La publicité n'est pas votre unique source de revenus sur le mobile...

Nous avons développé des services payants sous forme d'achats intégrés pour plusieurs de nos applications afin de disposer d'un modèle mixte, plus solide que la seule publicité. Nous avons notamment lancé un service de coaching pour Psychologies ou un service de tarot pour Elle Astro et Be. C'est assez délicat à mettre en place car il faut que le service proposé soit en réelle adéquation avec la marque qui le propose. Nous sommes actuellement dans une logique de test et ces services payants représentent aujourd'hui environ 20 % de nos revenus sur le mobile. Nous pouvons faire plus.

Où se situe l'équilibre idéal dans ce modèle mixte ?

Dans la presse, la publicité représente environ 50 % des revenus. Sur Internet, elle représente quasiment 100 %. Sur le mobile, notre objectif est de trouver un meilleur équilibre. Je pense par ailleurs qu'il est plus facile de tirer des revenus de services payants sur tablettes que sur mobile. La possibilité de proposer des abonnements récurrents, que ce soit à des services ou à des titres pourra peut-être aussi redonner un peu d'espoir concernant l'avenir d'un modèle payant.

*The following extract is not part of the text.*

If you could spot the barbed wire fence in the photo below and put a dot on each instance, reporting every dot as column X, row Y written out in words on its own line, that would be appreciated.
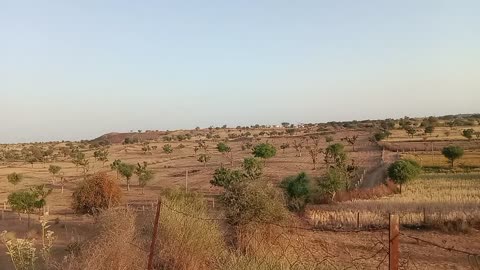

Emmanuel Vacher est directeur général adjoint du Numérique de Lagardère Active. Il pilote, pour l'ensemble des marques du groupe, le développement des revenus issus des nouvelles plateformes (Mobiles, tablettes...) ainsi que business B2B principalement concentré sur Newsweb dont il est le président du directoire depuis décembre 2008. Agé de 43 ans, diplômé de l'ESC Tours, Emmanuel Vacher a débuté sa carrière en 1992 dans le Groupe Alcatel ou il a été successivement ingénieur commercial puis chef de marché. Il entre chez France Telecom en 1995 ou il œuvre au développement international de l'activité mobile. Nommé directeur du business développement d'Orange France en 2000, il en devient le directeur du marketing multimédia en 2005 avant de rejoindre en 2007 la direction numérique de Lagardère Active comme directeur marketing et commercialisation.